If you apply for special consideration, please note:
- Apply promptly. Late applications may make it impossible to sensibly offer an extension, and you may risk having to complete a different assessment task which would mean starting from scratch. For example, if you are ill for two days just before the due date, an extension of two days would be reasonable, but that extension cannot be granted more than two days after the due date since the extension end date would have already passed!
- Email the convenor and unit lecturer to let us know what is happening. This will make it easier for us to respond in a timely manner.

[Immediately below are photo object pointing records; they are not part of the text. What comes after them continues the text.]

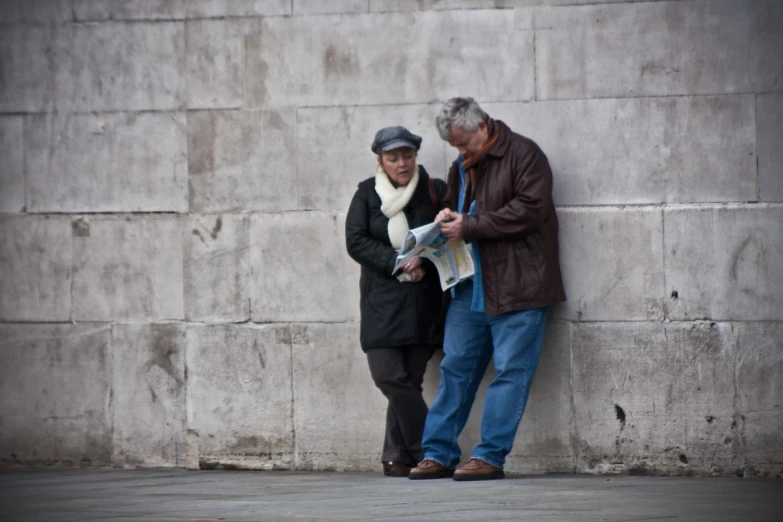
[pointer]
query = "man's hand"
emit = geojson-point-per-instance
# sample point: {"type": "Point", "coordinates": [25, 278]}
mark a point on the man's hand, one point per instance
{"type": "Point", "coordinates": [412, 265]}
{"type": "Point", "coordinates": [417, 274]}
{"type": "Point", "coordinates": [452, 230]}
{"type": "Point", "coordinates": [443, 214]}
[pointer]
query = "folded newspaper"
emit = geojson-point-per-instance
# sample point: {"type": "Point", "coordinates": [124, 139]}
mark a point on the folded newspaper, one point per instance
{"type": "Point", "coordinates": [453, 259]}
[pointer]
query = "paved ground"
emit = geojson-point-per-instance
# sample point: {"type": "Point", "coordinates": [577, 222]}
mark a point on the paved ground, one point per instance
{"type": "Point", "coordinates": [127, 495]}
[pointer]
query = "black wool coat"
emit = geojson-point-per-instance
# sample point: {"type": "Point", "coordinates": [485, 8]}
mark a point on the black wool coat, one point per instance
{"type": "Point", "coordinates": [393, 314]}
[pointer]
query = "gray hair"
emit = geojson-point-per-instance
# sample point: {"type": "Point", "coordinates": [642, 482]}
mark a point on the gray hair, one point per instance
{"type": "Point", "coordinates": [465, 113]}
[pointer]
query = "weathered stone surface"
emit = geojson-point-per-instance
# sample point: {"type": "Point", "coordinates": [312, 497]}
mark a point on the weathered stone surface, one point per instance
{"type": "Point", "coordinates": [217, 268]}
{"type": "Point", "coordinates": [339, 414]}
{"type": "Point", "coordinates": [660, 48]}
{"type": "Point", "coordinates": [334, 149]}
{"type": "Point", "coordinates": [120, 67]}
{"type": "Point", "coordinates": [106, 162]}
{"type": "Point", "coordinates": [724, 262]}
{"type": "Point", "coordinates": [177, 9]}
{"type": "Point", "coordinates": [35, 268]}
{"type": "Point", "coordinates": [55, 394]}
{"type": "Point", "coordinates": [288, 253]}
{"type": "Point", "coordinates": [760, 396]}
{"type": "Point", "coordinates": [36, 11]}
{"type": "Point", "coordinates": [769, 137]}
{"type": "Point", "coordinates": [612, 263]}
{"type": "Point", "coordinates": [148, 362]}
{"type": "Point", "coordinates": [643, 150]}
{"type": "Point", "coordinates": [26, 84]}
{"type": "Point", "coordinates": [127, 268]}
{"type": "Point", "coordinates": [340, 60]}
{"type": "Point", "coordinates": [12, 169]}
{"type": "Point", "coordinates": [654, 398]}
{"type": "Point", "coordinates": [242, 160]}
{"type": "Point", "coordinates": [215, 64]}
{"type": "Point", "coordinates": [543, 442]}
{"type": "Point", "coordinates": [329, 6]}
{"type": "Point", "coordinates": [239, 395]}
{"type": "Point", "coordinates": [422, 5]}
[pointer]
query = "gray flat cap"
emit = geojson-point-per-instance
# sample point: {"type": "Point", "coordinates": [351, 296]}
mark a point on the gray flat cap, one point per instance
{"type": "Point", "coordinates": [390, 138]}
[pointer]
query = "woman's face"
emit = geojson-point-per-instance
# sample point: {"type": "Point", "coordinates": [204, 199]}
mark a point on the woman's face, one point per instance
{"type": "Point", "coordinates": [399, 164]}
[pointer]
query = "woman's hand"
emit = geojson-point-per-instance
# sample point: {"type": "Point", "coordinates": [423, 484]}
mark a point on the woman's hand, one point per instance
{"type": "Point", "coordinates": [411, 265]}
{"type": "Point", "coordinates": [417, 274]}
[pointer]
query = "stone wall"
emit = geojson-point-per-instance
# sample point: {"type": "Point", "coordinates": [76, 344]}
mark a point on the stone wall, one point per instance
{"type": "Point", "coordinates": [174, 287]}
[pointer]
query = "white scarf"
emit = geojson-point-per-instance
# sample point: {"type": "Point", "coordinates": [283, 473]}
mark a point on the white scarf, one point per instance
{"type": "Point", "coordinates": [393, 200]}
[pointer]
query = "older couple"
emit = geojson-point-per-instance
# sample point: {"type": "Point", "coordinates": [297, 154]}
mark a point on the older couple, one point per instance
{"type": "Point", "coordinates": [499, 199]}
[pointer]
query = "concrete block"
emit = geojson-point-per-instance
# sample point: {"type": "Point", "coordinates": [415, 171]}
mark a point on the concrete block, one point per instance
{"type": "Point", "coordinates": [239, 395]}
{"type": "Point", "coordinates": [242, 160]}
{"type": "Point", "coordinates": [334, 149]}
{"type": "Point", "coordinates": [99, 10]}
{"type": "Point", "coordinates": [127, 268]}
{"type": "Point", "coordinates": [383, 6]}
{"type": "Point", "coordinates": [121, 67]}
{"type": "Point", "coordinates": [300, 271]}
{"type": "Point", "coordinates": [217, 268]}
{"type": "Point", "coordinates": [760, 396]}
{"type": "Point", "coordinates": [654, 398]}
{"type": "Point", "coordinates": [339, 62]}
{"type": "Point", "coordinates": [215, 64]}
{"type": "Point", "coordinates": [623, 151]}
{"type": "Point", "coordinates": [35, 273]}
{"type": "Point", "coordinates": [12, 169]}
{"type": "Point", "coordinates": [612, 263]}
{"type": "Point", "coordinates": [660, 49]}
{"type": "Point", "coordinates": [55, 394]}
{"type": "Point", "coordinates": [769, 137]}
{"type": "Point", "coordinates": [543, 442]}
{"type": "Point", "coordinates": [339, 414]}
{"type": "Point", "coordinates": [106, 162]}
{"type": "Point", "coordinates": [330, 6]}
{"type": "Point", "coordinates": [26, 82]}
{"type": "Point", "coordinates": [148, 362]}
{"type": "Point", "coordinates": [724, 262]}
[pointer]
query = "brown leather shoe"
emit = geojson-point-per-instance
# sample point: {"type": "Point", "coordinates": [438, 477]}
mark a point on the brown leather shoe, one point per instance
{"type": "Point", "coordinates": [429, 469]}
{"type": "Point", "coordinates": [395, 469]}
{"type": "Point", "coordinates": [476, 469]}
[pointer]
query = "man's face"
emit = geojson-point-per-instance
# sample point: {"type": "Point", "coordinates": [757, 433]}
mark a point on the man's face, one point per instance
{"type": "Point", "coordinates": [466, 142]}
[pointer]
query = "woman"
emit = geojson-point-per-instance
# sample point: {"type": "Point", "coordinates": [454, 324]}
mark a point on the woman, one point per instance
{"type": "Point", "coordinates": [399, 311]}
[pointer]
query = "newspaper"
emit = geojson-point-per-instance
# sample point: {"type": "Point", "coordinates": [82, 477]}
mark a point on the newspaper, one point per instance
{"type": "Point", "coordinates": [453, 259]}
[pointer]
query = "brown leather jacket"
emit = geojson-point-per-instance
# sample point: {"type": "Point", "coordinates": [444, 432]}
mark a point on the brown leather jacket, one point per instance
{"type": "Point", "coordinates": [515, 225]}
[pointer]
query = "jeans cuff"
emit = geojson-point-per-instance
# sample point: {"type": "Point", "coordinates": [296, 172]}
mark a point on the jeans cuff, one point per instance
{"type": "Point", "coordinates": [490, 462]}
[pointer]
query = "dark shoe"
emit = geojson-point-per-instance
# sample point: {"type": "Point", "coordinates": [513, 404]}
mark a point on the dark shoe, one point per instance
{"type": "Point", "coordinates": [429, 469]}
{"type": "Point", "coordinates": [395, 469]}
{"type": "Point", "coordinates": [476, 469]}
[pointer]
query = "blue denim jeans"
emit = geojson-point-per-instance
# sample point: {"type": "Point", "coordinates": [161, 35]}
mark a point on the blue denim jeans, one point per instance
{"type": "Point", "coordinates": [468, 346]}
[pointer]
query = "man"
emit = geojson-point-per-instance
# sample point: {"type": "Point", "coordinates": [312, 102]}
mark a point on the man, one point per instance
{"type": "Point", "coordinates": [500, 200]}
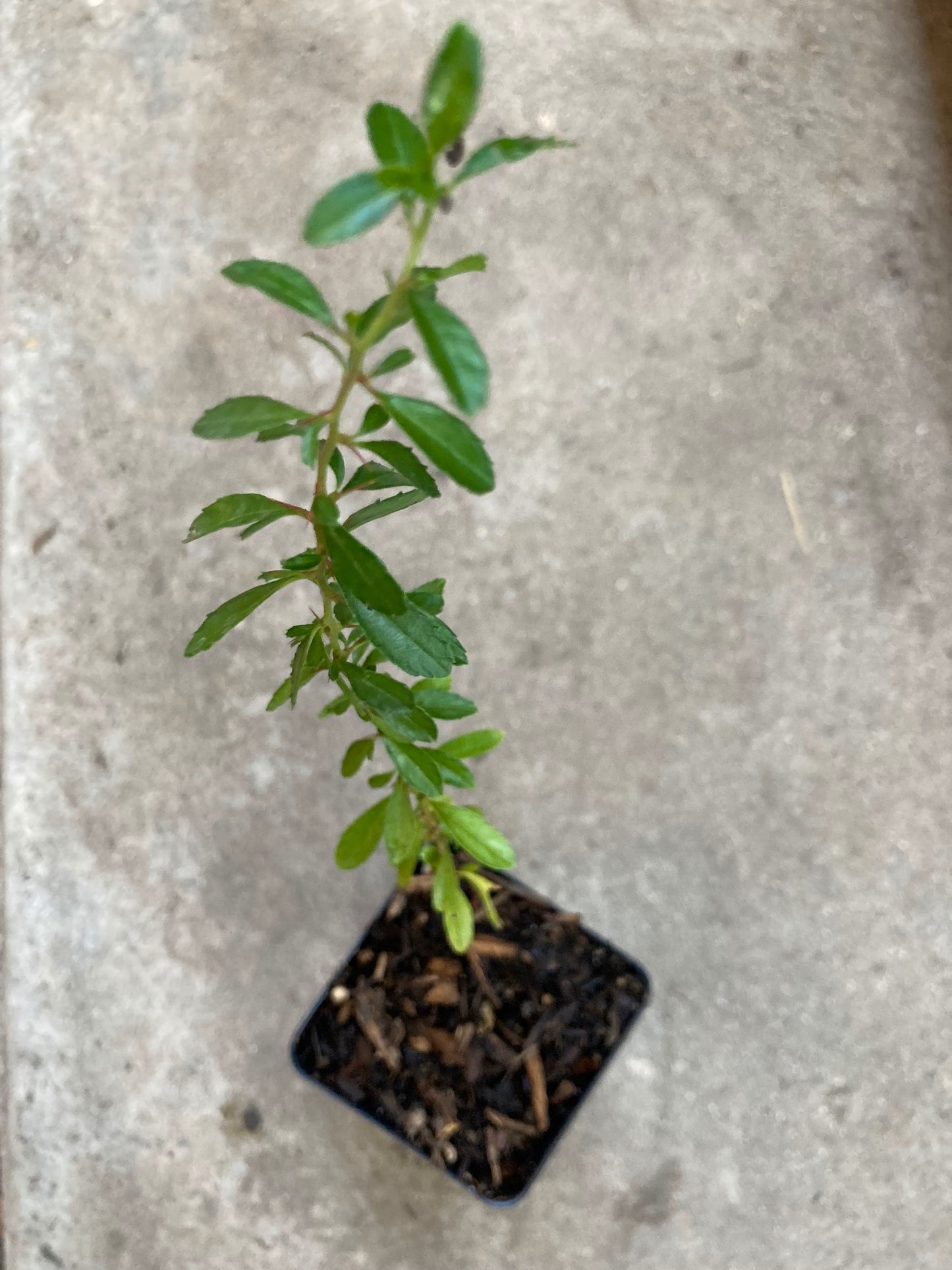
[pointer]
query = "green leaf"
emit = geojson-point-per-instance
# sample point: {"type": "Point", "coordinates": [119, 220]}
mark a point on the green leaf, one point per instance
{"type": "Point", "coordinates": [327, 343]}
{"type": "Point", "coordinates": [371, 475]}
{"type": "Point", "coordinates": [234, 509]}
{"type": "Point", "coordinates": [304, 562]}
{"type": "Point", "coordinates": [415, 766]}
{"type": "Point", "coordinates": [452, 90]}
{"type": "Point", "coordinates": [451, 902]}
{"type": "Point", "coordinates": [507, 150]}
{"type": "Point", "coordinates": [309, 444]}
{"type": "Point", "coordinates": [409, 181]}
{"type": "Point", "coordinates": [447, 441]}
{"type": "Point", "coordinates": [394, 703]}
{"type": "Point", "coordinates": [471, 745]}
{"type": "Point", "coordinates": [374, 420]}
{"type": "Point", "coordinates": [484, 888]}
{"type": "Point", "coordinates": [416, 642]}
{"type": "Point", "coordinates": [401, 828]}
{"type": "Point", "coordinates": [395, 139]}
{"type": "Point", "coordinates": [238, 417]}
{"type": "Point", "coordinates": [339, 705]}
{"type": "Point", "coordinates": [310, 657]}
{"type": "Point", "coordinates": [360, 840]}
{"type": "Point", "coordinates": [398, 315]}
{"type": "Point", "coordinates": [282, 282]}
{"type": "Point", "coordinates": [453, 352]}
{"type": "Point", "coordinates": [445, 705]}
{"type": "Point", "coordinates": [383, 507]}
{"type": "Point", "coordinates": [472, 832]}
{"type": "Point", "coordinates": [348, 208]}
{"type": "Point", "coordinates": [356, 756]}
{"type": "Point", "coordinates": [430, 274]}
{"type": "Point", "coordinates": [455, 772]}
{"type": "Point", "coordinates": [430, 596]}
{"type": "Point", "coordinates": [226, 616]}
{"type": "Point", "coordinates": [325, 509]}
{"type": "Point", "coordinates": [362, 573]}
{"type": "Point", "coordinates": [405, 461]}
{"type": "Point", "coordinates": [395, 361]}
{"type": "Point", "coordinates": [260, 525]}
{"type": "Point", "coordinates": [442, 683]}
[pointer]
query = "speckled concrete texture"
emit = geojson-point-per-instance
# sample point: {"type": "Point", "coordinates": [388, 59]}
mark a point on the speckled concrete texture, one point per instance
{"type": "Point", "coordinates": [729, 749]}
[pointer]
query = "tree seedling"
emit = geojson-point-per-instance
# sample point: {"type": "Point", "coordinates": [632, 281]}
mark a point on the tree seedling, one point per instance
{"type": "Point", "coordinates": [366, 618]}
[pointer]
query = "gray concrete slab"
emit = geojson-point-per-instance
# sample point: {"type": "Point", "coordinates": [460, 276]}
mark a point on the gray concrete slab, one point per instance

- During weeks 1-6, email firstname.lastname@example.org and also the convenor email@example.com
- During weeks 7-13, email firstname.lastname@example.org
- Use free extension days initially. If you have free extension days available, you can use them to claim a short free extension to enable you to continue working on the programming task and achieve your goal. At the same time, you can lodge a formal special consideration request asking for the consideration that you need. Send an email as above, letting us know that you have used your free extension days for special consideration. If the special consideration is granted as an extension, we will convert your free extension into a formal special consideration extension (the lab command calls this an 'authorised' extension) and your free extension days will be returned to you. However, if the special consideration does not result in an extension, your free extension days will have been used.
Combining Special Consideration and Free Extensions
You can claim a free extension on top of a formal special consideration extension - the two extensions will be added together. If that is not what you want, you should email as discussed above so that if special consideration is granted, your free extension can be converted to an authorised extension.
Workshop tutors will record participation in the workshops, with 1 mark allocated to each week's participation. To obtain full marks, you should participate in at least ten (10) workshops. You can request special consideration if serious and unavoidable difficulties prevent you from participating in workshops. An alternative participation assessment is a likely outcome; for example, participating in online discussion and/or submitting your solutions to the workshop questions.
Weekly Online Quizzes
Short online quizzes will be provided in iLearn relevant to the content of each of weeks 1-12. The quizzes are intended to help you assess your progress in learning and highlight areas that you need to study further. Each quiz will be available for two weeks. You may attempt a quiz multiple times.
The quizzes contribute up to 10% of your final mark, based on a maximum value of 1% for each quiz. You can achieve full marks for the quizzes by earning a total of at least 10 marks in the quizzes.